Verapamil: No Benefit as AED Adjuvant in Reducing Seizure Frequency

Study sought to clarify role of verapamil as add-on therapy for refractory epilepsy
Study sought to clarify role of verapamil as add-on therapy for refractory epilepsy

VANCOUVER, BC—Verapamil adjuvant therapy showed no benefit vs. placebo in patients with refractory epilepsy on standard antiepileptic drug (AED) treatment, a study presented at the 68th AAN Annual Meeting has found.

Verapamil, a calcium-channel blocker, has been reported as a potential AED adjunctive therapy for patients with refractory epilepsies, such as those in status epilepticus and with severe myoclonic epilepsy of infancy and focal onset seizures; specifically, temporal lobe epilepsy (TLE). However, to date, no controlled clinical trials have been conducted to support its efficacy.

The investigators hypothesized that verapamil would decrease AED efflux from epileptic brain tissue, reducing seizure frequency.

To evaluate the safety and efficacy of verapamil, Felippe Borlot, MD, of the Division of Neurology and Epilepsy Genetics Program at Toronto Western Hospital /University Health Network, University of Toronto, Toronto, Ontario, Canada, and colleagues conducted a randomized trial in three phases: an 8-week baseline phase, a 16-week double-blind treatment phase, and a 12-week open-label treatment extension phase.

In the double-blind phase, 22 patients were randomly assigned to take verapamil 80mg or placebo once daily for 1 week, then twice daily during the second week, then 80mg three times daily from the third week onwards. In the open-label extension phase, all patients received 240mg verapamil daily.

A total of 12 patients finished the study, and "none of the patients studied reached 50% reduction in seizure frequency," the results showed.

"The average seizure frequency of the patients in the verapamil group did not significantly change from baseline in either the double-blind (P=0.86) or open-label (P=0.80) study phase," Dr. Borlot noted. "The average seizure frequency of patients in the verapamil group against those in the placebo at both the double-blind and open-label study phases also failed to pass significance (P=0.41 and P=0.98, respectively)."

"The best response we had was in a 20-year-old patient with frontal lobe epilepsy due to cortical dysplasia," who had a seizure reduction of 41.3%, the investigators reported. "Even then, the response was not sustained through the open-label phase." 

Throughout the study, AED levels were tested.

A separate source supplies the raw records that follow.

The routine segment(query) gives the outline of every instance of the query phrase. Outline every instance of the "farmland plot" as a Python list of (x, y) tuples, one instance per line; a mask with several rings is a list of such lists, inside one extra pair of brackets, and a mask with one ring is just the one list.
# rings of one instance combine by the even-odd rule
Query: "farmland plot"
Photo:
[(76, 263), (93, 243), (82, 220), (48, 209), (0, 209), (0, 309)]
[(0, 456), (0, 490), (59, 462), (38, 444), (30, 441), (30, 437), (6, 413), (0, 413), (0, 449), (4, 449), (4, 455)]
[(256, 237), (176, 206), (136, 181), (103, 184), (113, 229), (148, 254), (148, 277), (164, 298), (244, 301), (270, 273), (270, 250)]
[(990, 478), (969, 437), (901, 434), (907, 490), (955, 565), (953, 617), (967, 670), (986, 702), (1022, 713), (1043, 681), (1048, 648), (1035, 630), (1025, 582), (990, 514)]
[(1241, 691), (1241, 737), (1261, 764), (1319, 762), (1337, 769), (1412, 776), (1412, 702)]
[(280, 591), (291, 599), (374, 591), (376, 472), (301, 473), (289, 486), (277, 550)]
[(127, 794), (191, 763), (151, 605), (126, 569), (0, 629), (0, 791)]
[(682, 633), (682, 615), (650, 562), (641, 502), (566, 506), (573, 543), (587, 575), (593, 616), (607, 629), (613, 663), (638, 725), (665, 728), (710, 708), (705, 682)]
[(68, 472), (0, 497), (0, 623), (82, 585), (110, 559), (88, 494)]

Following verapamil treatment, levels of both carbamazepine and clobazam increased, and a minor dosage adjustment was required in 1 patient on carbamazepine.

Patients in both the verapamil and placebo groups reported side effects from the study that included drowsiness, feeling faint, fatigue, nausea, and weight gain, leading to study withdrawals. Adverse events unique to verapamil were skin rashes and foot edema.

"Verapamil seems to be helpful for patients with SCN1A mutations or with focal onset seizures due to TLE," they concluded. "Further placebo-controlled studies on those groups would help, clarifying the role of verapamil as an add-on therapy in human epilepsies."